300th a proud moment
Rugby league history is well decorated with legends who have represented the game over the years. Every one of them has come and gone yet each will forever endure.
Wally Lewis, Darren Lockyer and Brad Fittler have all been poster boys of their playing generations.
Who will be that icon of the current era? Who will be the man to symbolize the 2010s?
The debate will rage but you will be hard pressed to overlook the man who is the current leader of his club, state and country.
"Most guys would say they haven't seen a better dummy half but I don't think there has been a better player than Cameron Smith," Storm coach Craig Bellamy said.
"I'm 56 years old so I've seen a fair few over the years and I don't think I've seen as good a player as Cameron and consistently good as well."
On Friday night Cameron Smith will run onto AAMI Park for his 300th NRL game, becoming the first Storm player to do so.
He will also be just the 10th player in the game's history to reach the milestone with the one club and it is that achievement that holds the most weight for the 32-year-old.
"The proudest part of achieving 300 games is that I've managed to do it at the one club, the club that gave me an opportunity to start my career in the NRL," Smith said.
"I think everyone knows I had an opportunity to go elsewhere at the end of last year but the decision that was right for me and right for my family was always to stay in Melbourne and I'm very glad to make that decision.
"This was obviously a big part of that, to stay at the one club and achieve a milestone like this, not many guys get to do it."
Last year the Broncos came with a bucket load of cash in an attempt to lure the decorated hooker back north.
However Smith ultimately chose to remain in Melbourne and in doing so will play in purple until the end of 2018. This puts the durable 32-year-old well within reach of eclipsing Darryn Locker's all-time games record of 355.
Some ankle issues in recent years aside, Smith has managed to remain remarkably fit over his 14 seasons as he has juggles club, state and international duties.
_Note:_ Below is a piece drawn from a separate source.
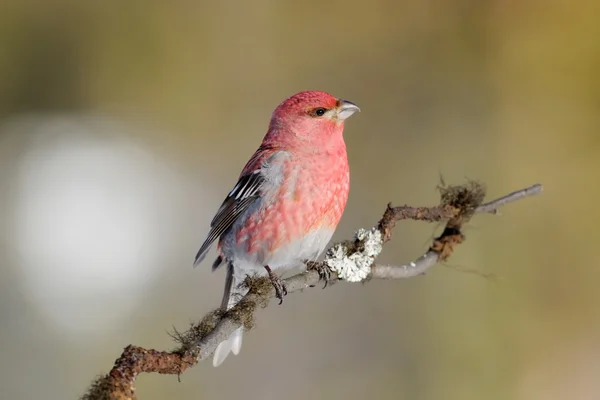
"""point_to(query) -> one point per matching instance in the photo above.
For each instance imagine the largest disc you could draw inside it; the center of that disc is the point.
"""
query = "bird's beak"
(345, 109)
On top of his soon-to-be 300 first grade appearances, he has also played a Queensland-record 36 Origin games (equal with Lockyer) and 43 tests for Australia, 20 of them as captain of the green and gold.
What has been the secret to his sustained excellence? The answer has him beat.
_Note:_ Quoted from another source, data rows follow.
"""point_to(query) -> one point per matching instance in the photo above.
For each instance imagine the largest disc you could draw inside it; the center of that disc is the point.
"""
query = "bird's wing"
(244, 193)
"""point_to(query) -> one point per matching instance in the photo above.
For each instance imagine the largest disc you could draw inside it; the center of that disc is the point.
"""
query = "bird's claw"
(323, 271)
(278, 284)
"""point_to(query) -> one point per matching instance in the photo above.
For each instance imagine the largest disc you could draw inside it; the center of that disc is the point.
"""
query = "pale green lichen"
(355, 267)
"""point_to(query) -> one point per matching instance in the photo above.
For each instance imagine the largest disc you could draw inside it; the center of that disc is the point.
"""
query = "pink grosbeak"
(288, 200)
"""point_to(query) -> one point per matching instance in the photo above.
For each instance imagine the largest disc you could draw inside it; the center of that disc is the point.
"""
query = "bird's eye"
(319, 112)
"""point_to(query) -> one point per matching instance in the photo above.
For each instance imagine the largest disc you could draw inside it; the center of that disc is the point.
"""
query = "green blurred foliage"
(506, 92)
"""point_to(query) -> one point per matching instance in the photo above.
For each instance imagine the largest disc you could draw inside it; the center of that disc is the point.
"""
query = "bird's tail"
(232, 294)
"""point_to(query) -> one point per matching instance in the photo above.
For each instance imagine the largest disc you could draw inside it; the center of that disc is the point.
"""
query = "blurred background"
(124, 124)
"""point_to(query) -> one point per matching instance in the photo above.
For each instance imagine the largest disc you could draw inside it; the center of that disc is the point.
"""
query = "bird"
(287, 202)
"I'm not the biggest bloke going around or the fastest, I always get told I look like an accountant," Smith said.
"I just think the thing for me is that I have always tried to train as hard as I can on the training paddock and tried to make myself a better footballer.
"I have been very fortunate not to pick up any major injuries along the journey, touch wood it stays that way. But I think when you work extremely hard over time you bring your own luck as well."
Smith made his debut with the Storm as a halfback back in Round 5, 2002 against Canterbury at the old Olympic Park.
Melbourne recruited him from junior club Logan Brothers, the same breeding ground that produced Corey Parker.
A year after his debut a coach by the name of Craig Bellamy walked through the door. Had you stopped Bellamy after that first pre-season and asked him if he knew just how special a No.9 he had on his hands you would have had him fooled.
"Na, he didn't have that inkling at all," Bellamy said.
"My first impression of Cameron Smith was that he doesn’t push himself too hard. People were telling me he was laid back and easy going off the field and he was certainly that.
"In our first pre season I was here he always looking comfortable… like he was getting through things without a whole heap of effort."
A few words from the coach and a change in training technique and it is fair to say things have improved since those early days.
Smith's 14 seasons have included 11 finals appearances and five grand finals. He sits fourth on the NRL's all-time winners list and in the top 10 for most career points.
With three more season to come from the champion hooker after this one his name will certainly be splashed across the NRL history books when it is all said and done.
It is a resume that is decorated like few before him but will it be good enough to anoint him the icon of the 2010s? It would be a brave person to think otherwise.